9. Conclusions
In order to better understand internal catchment behavior, without the shortcomings of ‘‘virtual experiments’’, we adopted an approach that extracts information from real data in a more efficient way than is traditionally done. Our methodology is based on a combination of the
‘‘top-down’’ approach to model development, which is a framework for understanding catchment behavior based on data interpretation, and a ‘‘multiobjective’’ approach to model evaluation, which is based on the consideration that multiple measures of performance are needed to properly
extract information from the data. The modeling started with a basic model structure
applied to the Alzette catchment in Luxembourg. Subsequently,further refinements of model conceptualization were introduced and evaluated, initially in a lumped and then in a spatially distributed mode. We determined that model performance is particularly sensitive to the description of the state of wetness of the catchment. This may seem trivial, but we showed that the improved wetness strongly depends on the process of interception and on the distribution
of model internal states in conjunction with distributed rainfall input. These results are of interest to ongoing discussions on which there is little consensus to date.
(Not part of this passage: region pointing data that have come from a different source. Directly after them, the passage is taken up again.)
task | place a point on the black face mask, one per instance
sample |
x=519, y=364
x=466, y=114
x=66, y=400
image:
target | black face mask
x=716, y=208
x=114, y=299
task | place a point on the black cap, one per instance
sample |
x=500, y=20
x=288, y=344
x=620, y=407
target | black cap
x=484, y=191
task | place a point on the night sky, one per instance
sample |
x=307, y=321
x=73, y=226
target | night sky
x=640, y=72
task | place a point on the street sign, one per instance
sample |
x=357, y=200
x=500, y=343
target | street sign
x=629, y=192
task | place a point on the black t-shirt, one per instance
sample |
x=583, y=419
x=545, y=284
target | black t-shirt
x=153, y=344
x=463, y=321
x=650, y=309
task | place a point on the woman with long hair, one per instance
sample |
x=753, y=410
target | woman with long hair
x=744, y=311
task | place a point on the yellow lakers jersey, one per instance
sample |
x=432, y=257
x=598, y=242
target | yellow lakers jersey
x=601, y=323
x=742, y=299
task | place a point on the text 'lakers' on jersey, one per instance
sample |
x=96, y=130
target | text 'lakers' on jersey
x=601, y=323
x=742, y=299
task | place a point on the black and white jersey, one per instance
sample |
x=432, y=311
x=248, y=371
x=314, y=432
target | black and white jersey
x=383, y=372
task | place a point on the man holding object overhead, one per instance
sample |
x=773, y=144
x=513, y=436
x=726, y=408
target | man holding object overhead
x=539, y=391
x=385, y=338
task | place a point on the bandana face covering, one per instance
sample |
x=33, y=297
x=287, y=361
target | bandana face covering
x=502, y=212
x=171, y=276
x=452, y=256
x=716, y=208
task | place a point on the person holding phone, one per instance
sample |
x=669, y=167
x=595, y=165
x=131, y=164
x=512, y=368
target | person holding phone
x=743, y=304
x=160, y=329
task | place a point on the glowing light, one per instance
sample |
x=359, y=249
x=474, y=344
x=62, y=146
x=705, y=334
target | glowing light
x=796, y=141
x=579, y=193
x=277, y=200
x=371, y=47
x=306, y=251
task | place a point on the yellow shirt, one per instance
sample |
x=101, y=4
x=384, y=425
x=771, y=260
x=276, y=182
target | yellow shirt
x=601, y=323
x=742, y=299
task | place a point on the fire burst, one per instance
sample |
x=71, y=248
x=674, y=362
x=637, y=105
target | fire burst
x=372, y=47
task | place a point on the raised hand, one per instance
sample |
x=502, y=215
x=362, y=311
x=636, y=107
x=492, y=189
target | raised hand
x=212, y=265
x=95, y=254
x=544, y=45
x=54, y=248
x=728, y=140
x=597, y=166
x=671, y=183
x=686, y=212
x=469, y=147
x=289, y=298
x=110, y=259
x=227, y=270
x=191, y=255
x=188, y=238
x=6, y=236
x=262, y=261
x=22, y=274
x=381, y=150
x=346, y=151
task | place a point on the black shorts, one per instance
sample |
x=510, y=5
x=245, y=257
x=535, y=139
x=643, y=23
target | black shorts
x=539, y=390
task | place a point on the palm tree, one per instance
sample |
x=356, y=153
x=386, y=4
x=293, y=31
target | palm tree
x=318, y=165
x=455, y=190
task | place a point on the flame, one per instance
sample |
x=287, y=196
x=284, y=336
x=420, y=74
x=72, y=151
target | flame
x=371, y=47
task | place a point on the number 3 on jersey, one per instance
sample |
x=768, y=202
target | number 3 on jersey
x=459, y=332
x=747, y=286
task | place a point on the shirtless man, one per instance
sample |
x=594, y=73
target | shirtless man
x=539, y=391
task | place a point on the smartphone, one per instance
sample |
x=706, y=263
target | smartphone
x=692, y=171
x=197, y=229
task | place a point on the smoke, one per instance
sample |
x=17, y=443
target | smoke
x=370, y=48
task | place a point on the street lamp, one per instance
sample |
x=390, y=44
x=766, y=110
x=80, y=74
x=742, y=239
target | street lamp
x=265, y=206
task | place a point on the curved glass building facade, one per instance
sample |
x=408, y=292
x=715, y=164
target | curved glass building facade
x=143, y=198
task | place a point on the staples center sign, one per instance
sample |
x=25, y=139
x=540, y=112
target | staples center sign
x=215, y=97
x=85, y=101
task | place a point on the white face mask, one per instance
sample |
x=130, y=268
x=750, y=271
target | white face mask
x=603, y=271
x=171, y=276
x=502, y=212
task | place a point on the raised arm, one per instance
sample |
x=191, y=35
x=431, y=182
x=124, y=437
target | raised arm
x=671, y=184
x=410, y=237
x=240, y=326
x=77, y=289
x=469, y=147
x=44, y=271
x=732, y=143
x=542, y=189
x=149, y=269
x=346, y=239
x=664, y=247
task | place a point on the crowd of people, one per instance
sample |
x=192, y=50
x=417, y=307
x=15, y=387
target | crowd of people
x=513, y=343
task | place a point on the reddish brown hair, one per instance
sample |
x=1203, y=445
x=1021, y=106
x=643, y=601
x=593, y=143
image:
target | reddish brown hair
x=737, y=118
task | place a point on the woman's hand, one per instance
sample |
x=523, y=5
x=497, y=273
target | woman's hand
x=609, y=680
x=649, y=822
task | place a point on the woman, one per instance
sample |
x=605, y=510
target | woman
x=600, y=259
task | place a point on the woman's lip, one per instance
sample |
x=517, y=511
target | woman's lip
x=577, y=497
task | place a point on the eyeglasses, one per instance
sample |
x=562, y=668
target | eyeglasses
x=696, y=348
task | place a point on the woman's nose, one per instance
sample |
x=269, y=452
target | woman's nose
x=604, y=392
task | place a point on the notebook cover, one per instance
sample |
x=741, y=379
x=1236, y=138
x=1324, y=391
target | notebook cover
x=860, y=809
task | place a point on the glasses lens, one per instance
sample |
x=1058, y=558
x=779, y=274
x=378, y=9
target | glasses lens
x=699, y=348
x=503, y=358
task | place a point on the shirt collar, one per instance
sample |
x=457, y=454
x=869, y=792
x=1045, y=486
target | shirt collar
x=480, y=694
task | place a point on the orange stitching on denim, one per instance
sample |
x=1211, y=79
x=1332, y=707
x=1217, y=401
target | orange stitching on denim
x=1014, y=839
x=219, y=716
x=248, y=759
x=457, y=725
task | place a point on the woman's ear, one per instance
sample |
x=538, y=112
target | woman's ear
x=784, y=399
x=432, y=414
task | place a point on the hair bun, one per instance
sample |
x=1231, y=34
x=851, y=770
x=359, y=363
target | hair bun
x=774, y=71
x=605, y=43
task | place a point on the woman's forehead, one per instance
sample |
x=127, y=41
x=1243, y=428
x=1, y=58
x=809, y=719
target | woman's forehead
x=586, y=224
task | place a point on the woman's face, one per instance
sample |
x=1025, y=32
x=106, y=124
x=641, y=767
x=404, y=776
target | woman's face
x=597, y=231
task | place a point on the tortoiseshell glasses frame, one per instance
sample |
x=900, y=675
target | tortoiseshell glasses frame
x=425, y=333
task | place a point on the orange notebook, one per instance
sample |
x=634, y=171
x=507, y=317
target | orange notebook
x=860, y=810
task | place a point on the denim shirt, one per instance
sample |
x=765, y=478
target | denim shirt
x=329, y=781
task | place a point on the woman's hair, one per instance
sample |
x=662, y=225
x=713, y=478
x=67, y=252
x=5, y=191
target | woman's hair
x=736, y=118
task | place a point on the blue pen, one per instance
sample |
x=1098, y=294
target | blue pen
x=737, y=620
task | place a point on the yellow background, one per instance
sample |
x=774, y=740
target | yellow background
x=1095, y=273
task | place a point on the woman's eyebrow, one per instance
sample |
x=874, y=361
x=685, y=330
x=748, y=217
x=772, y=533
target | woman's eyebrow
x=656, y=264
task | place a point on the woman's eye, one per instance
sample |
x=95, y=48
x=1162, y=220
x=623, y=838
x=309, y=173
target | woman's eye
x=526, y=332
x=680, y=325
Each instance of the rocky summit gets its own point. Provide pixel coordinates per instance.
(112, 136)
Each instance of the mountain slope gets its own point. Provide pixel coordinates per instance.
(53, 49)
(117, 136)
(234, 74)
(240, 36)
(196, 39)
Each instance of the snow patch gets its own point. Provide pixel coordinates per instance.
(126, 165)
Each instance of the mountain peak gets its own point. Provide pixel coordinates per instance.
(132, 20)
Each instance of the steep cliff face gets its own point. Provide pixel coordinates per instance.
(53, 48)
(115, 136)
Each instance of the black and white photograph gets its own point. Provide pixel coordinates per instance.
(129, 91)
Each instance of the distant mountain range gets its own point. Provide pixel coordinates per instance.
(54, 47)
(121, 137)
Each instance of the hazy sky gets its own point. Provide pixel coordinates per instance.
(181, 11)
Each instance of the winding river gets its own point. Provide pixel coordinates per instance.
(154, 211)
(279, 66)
In fact, the interception process, although accounting for an important component of the water balance, is often neglected in modeling application, particularly in relation to hydrograph simulation. Regarding the spatial heterogeneity of rainfall, while theoretical studies with artificial data
show that it may have a considerable impact on catchment discharge, most applications using real data support an opposite conclusion.
Our results contribute to the debate on the relative merits of lumped versus distributed models, showing that fast catchment response benefits more from distributed modeling than slow catchment response. Processes depending on a large stock to flux ratio (e.g., groundwater flow, transpiration, percolation) do not require information on the spatial distribution of rainfall, whereas fast processes, such as interception and surface runoff do. This is due to the damping effect of the basin, which filters the space-temporal variability of the input signal and is larger for slow processes than for fast processes.